We are going out on Sat night and are using a new friends 19 yr old daughter. She has never babysat for DS before. He has met her a couple of times recently and liked her.
Should I get him to sleep and hope he doesn't wake up asking for me. Or is now the time to be honest with him and tell him we are going out and that ** is coming round to babysit.
I think he will go ballistic if I do the latter. He might not settle and will be a mare and i will spend night being wracked with guilt.
we recently had the same thing, dd is 3 and ds 6mnths, dd has always been looked after by family, but now we are in usa have to us baby sitters we decided to tell her one was coming rather than put her to bed because although she is an excellent sleeper it would be just our luck that would be the one night she would wake and then be freaked out, it actually went fine and she went to bed better thab usual (probably because it wasn't me or dh doing it).
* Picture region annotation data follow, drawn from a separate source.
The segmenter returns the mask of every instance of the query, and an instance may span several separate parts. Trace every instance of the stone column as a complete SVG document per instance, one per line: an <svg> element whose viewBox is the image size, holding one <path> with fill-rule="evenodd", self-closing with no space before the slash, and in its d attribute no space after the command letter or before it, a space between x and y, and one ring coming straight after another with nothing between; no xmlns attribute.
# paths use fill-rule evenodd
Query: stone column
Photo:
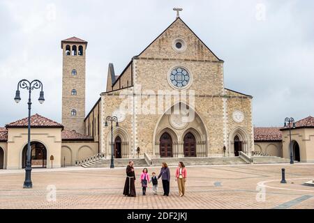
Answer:
<svg viewBox="0 0 314 223"><path fill-rule="evenodd" d="M155 157L157 158L160 157L160 143L159 141L155 142Z"/></svg>
<svg viewBox="0 0 314 223"><path fill-rule="evenodd" d="M178 145L177 145L178 146L178 148L177 148L178 156L177 156L177 157L179 157L179 158L184 157L184 141L178 141Z"/></svg>

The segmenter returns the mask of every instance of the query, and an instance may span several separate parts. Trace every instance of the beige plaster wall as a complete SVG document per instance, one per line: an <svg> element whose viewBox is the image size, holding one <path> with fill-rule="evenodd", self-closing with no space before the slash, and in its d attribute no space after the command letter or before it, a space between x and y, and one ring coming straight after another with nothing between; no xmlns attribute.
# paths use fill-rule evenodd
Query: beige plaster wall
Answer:
<svg viewBox="0 0 314 223"><path fill-rule="evenodd" d="M7 169L22 169L22 150L27 144L27 128L8 129ZM47 149L47 168L51 168L50 155L54 156L53 167L61 167L61 128L31 130L31 141L42 143Z"/></svg>

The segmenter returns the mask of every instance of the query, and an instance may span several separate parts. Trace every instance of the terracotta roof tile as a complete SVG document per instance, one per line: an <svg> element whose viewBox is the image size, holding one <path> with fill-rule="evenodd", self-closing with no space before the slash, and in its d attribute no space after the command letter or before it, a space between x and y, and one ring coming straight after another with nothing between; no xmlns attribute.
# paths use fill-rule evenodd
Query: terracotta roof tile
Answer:
<svg viewBox="0 0 314 223"><path fill-rule="evenodd" d="M63 45L62 45L63 43L86 43L86 45L87 46L87 41L83 40L82 39L80 39L75 36L68 38L67 39L61 40L61 49L63 49Z"/></svg>
<svg viewBox="0 0 314 223"><path fill-rule="evenodd" d="M92 140L93 137L81 133L76 132L75 130L63 130L63 140Z"/></svg>
<svg viewBox="0 0 314 223"><path fill-rule="evenodd" d="M8 130L5 128L0 127L0 141L8 141Z"/></svg>
<svg viewBox="0 0 314 223"><path fill-rule="evenodd" d="M87 41L83 40L75 36L68 38L67 39L63 40L61 42L78 42L78 43L87 43Z"/></svg>
<svg viewBox="0 0 314 223"><path fill-rule="evenodd" d="M24 118L9 124L6 125L6 128L22 128L27 127L28 118ZM47 118L38 114L31 116L31 127L35 128L63 128L60 123L51 119Z"/></svg>
<svg viewBox="0 0 314 223"><path fill-rule="evenodd" d="M280 128L254 128L254 141L281 141Z"/></svg>
<svg viewBox="0 0 314 223"><path fill-rule="evenodd" d="M295 127L298 128L314 128L314 117L308 116L300 121L295 122ZM282 130L287 129L288 127L283 128Z"/></svg>

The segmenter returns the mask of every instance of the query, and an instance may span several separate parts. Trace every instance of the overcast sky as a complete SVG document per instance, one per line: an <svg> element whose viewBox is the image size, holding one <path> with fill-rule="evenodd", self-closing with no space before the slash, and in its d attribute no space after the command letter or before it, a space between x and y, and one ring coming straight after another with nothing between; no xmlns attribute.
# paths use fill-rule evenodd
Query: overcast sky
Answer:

I think the danger of not telling them is that if they do wake up the trauma of you not being there, but a relative stranger may be such that it jeopardises future outings, (my elder sister woke once and found a babysitter in the house that she didn't know was going to be there and then for a will after that had a bed wetting problem - can say for certain it was linked, but...) so i would approach it gently over the next few days to give him time to get used to the idea, hope it works out
dhw, if you have a baby sitter in mind could you introduce him first and then tell him that sometimes when you go out this person will be looking after him - then on the night in question you dont have to tell him your going out in case he kicks off - but if he wakes up its all good?
Our dd loves being looked after by babysitters (she's 2 now) so whenever we go out we tell her who's coming over and she gets really excited - I think it's because they make more fuss of her at bedtime - they read longer stories or make them more different, they quite often play with her and sometimes even let her stay a little longer (we're quite easy going when it comes to routines). I think it's great to start getting them used to you being out every now and again, early on. My brother-in-law and his wife have a 3 year old and a 6 year old and they get hell from their kids when they go out because they leave them only once or twice a year so they're not used it at all - and that's with their gran, not even a stranger.